For small to large scale cloud computing data centers, the power consumption of physical and virtual machines is a major challenge. Two states of the virtual machine, active state if selected by cloudlet and idle state if not selected. Two types of works are applied which are existing work and proposed work. In existing work non-power aware data center, the power consumption used time-shared data center that discarded cloudlet file size to selected VMs. To performance-enhanced of power consumption in existing work applied power-aware data center in proposed work used the intelligent distribution of cloudlets that according to cloudlet file size organized cloudlet on five range to selected VMs. The result shows in existing work that five VMs selected by five cloudlets, which consumed all power of the host.
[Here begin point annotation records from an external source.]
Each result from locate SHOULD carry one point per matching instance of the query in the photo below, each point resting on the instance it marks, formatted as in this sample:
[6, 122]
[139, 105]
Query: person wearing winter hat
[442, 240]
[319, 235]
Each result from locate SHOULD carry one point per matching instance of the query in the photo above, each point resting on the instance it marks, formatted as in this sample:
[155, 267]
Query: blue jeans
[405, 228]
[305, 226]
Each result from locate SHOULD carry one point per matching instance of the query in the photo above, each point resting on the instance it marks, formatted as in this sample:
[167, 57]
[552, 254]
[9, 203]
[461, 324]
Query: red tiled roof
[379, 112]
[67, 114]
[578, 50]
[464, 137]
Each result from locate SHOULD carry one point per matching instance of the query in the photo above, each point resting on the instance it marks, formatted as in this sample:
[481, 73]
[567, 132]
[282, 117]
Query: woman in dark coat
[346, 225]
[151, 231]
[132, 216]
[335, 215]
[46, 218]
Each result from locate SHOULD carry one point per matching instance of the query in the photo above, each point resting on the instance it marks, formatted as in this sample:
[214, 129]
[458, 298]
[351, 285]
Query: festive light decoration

VM1 difference in existing work to proposed work by selected cloudlet1 with file size 300 to consumed 1000 second in existing work and selected three cloudlets which are cloudlet1 with file size 300, cloudlet2 with file size 400 and cloudlet3 with file size 500 to consumed 2999.99 seconds in proposed work, so there is a positive relationship of VM execution time and number of cloudlets that selected by VM. That positive relationship affected positively the power consumption of VM, but at the same time, the VM2 and VM3 not selected by cloudlet stayed in the idle state near to zero power consumption and zero execution time in proposed work to the reduced power consumption of host from 7.134 KW to 6.562 kW with difference 0.572 kW. VM4 and VM5 were selected by cloudlet4 and cloudlet5 in two work there is no change similar to VM2 and VM3. Performance enhancement of VMs power consumption reduced the cost to increased lifetime and reduced carbon footprints to make environment-friendly.
云计算能耗的改进
对于小型到大型的云计算数据中心,物理机和虚拟机的功耗是一个主要的挑战。虚拟机的两种状态,如果由cloudlet选择,则为活动状态,如果未选择,则为空闲状态。适用的工程分为两类,即现有工程和拟议工程。在现有的工作无功耗感知数据中心中,功耗采用分时数据中心,将cloudlet文件大小丢弃给选定的虚拟机。为了提高现有工作中功耗的性能,应用功耗感知数据中心在建议的工作中使用智能分布的cloudlet,根据cloudlet文件大小在五个范围内组织cloudlet到选定的vm。结果显示,在现有的工作中,5个云选择了5个虚拟机,占用了主机的全部电量。选择文件大小为300的cloudlet1在现有工作中消耗1000秒,选择文件大小为300的cloudlet1、文件大小为400的cloudlet2和文件大小为500的cloudlet3三个cloudlets在建议工作中消耗2999.99秒,因此VM执行时间与VM选择的cloudlets数量呈正相关。这种正相关关系对虚拟机的功耗有正向影响,但与此同时,未被cloudlet选择的VM2和VM3在建议工作中处于接近零功耗和零执行时间的空闲状态,主机功耗从7.134 KW降低到6.562 KW,差0.572 KW。VM4和VM5分别由cloudlet4和cloudlet5在两次工作中选择,没有类似于VM2和VM3的变化。提高虚拟机的功耗,降低成本,延长使用寿命,减少碳足迹,使环境更加友好。
本文章由计算机程序翻译,如有差异,请以英文原文为准。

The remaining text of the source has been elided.